Akhirnya Faisal memutuskan mengikuti keinginan emosinya dan menendang kursi roda Binar hingga mundur dan membuat kepala Binar membentur tembok hingga berdarah. Setelahnya Faisal pergi begitu saja tanpa peduli dengan luka yang telah diciptakannya pada Binar.

Tanpa Binar dan Faisal ketahui, Elis sudah menunggumu sedari tadi di depan pintu, Elis merasa khawatir pada Binar setelah mendengar bahwa tuan Faisal sedang memarahi Binar karena tak gabung makan malam. Namun selama ia depan pintu, ia tak mendengar apapun karena kamar tersebut kedap suara. Saat melihat pintu bergerak, ia buru-buru bersembunyi dan masuk ke dalam saat tuannya sudah pergi.

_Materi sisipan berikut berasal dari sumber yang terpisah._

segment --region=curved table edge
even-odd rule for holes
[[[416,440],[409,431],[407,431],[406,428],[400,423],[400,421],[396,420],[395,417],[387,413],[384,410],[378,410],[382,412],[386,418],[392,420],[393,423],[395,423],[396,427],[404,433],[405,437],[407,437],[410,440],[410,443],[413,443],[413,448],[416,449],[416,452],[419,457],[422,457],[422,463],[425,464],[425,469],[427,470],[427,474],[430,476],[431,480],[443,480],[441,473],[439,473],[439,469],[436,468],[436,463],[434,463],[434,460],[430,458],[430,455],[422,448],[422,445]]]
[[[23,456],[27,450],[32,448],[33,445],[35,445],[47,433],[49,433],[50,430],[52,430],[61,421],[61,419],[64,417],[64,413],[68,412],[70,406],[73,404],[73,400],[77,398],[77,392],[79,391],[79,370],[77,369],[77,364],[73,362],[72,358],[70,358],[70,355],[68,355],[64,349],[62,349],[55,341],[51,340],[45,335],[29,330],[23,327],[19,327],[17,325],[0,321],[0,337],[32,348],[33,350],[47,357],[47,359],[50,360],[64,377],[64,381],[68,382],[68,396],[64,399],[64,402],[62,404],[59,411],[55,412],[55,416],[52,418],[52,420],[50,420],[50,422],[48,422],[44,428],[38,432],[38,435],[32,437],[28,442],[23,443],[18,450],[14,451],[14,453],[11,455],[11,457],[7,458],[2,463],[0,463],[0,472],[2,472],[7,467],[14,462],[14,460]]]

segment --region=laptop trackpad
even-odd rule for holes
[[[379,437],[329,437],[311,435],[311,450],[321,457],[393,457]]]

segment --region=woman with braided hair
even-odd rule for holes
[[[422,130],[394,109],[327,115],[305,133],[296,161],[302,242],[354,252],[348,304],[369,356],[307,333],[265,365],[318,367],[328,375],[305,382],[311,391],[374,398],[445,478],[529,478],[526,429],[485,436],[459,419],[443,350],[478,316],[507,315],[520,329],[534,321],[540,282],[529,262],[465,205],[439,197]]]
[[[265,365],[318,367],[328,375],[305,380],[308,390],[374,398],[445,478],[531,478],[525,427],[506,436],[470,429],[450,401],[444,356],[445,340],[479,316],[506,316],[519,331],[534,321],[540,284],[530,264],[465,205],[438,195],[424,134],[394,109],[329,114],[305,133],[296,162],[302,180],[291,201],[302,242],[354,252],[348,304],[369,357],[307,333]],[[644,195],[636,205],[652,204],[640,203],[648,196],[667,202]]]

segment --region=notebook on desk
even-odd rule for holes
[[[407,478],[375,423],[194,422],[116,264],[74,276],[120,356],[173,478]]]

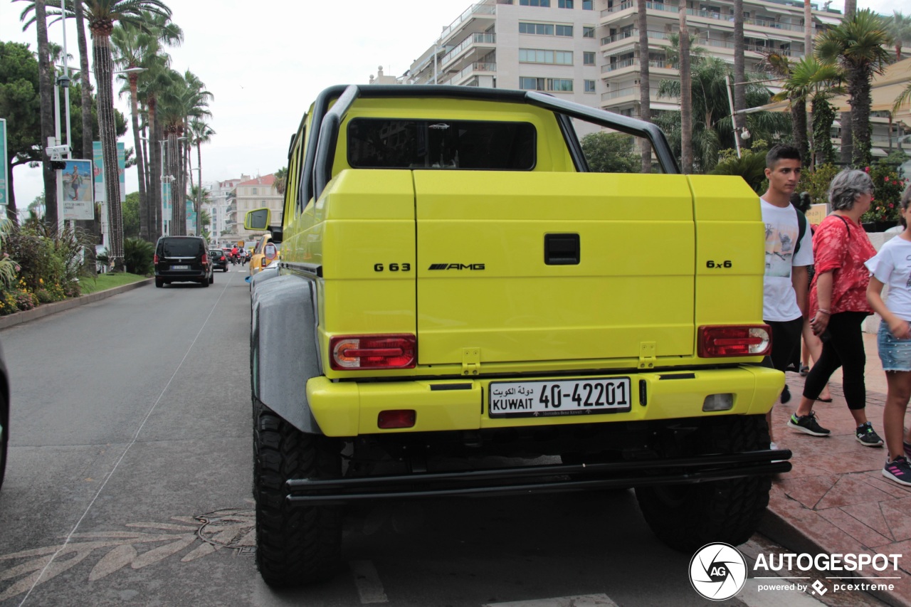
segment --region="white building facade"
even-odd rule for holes
[[[696,45],[732,64],[733,0],[681,1]],[[840,13],[812,6],[812,35],[841,22]],[[680,4],[648,2],[646,10],[649,48],[643,53],[635,0],[483,0],[445,27],[399,81],[540,90],[639,116],[644,58],[652,109],[680,109],[677,99],[658,98],[661,79],[680,77],[666,52],[670,36],[680,30]],[[803,2],[744,0],[743,10],[748,72],[771,50],[803,56]]]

Firasat buruknya terbukti benar saat melihat tangan Binar yang memegang kepala dipenuhi darah, perlahan kesadaran majikannya menghilang dan hampir jatuh dari kursi roda kalau saja ia tak segera menahan tubuh Binar.

"Nona, kenapa?"

"Nona, tolong bertahan. Saya akan membawa Nona ke rumah sakit."

"Nona harus kuat."

Elis jadi panik melihat kondisi Binar, ia tak habis pikir dengan yang dilakukan tuannya hingga Binar berakhir dengan kondisi separah ini. Ia pun langsung memanggil pengawal untuk membantunya membawa Binar ke rumah sakit. Ia harap dirinya belum terlambat menyelamatkan nyawa Binar.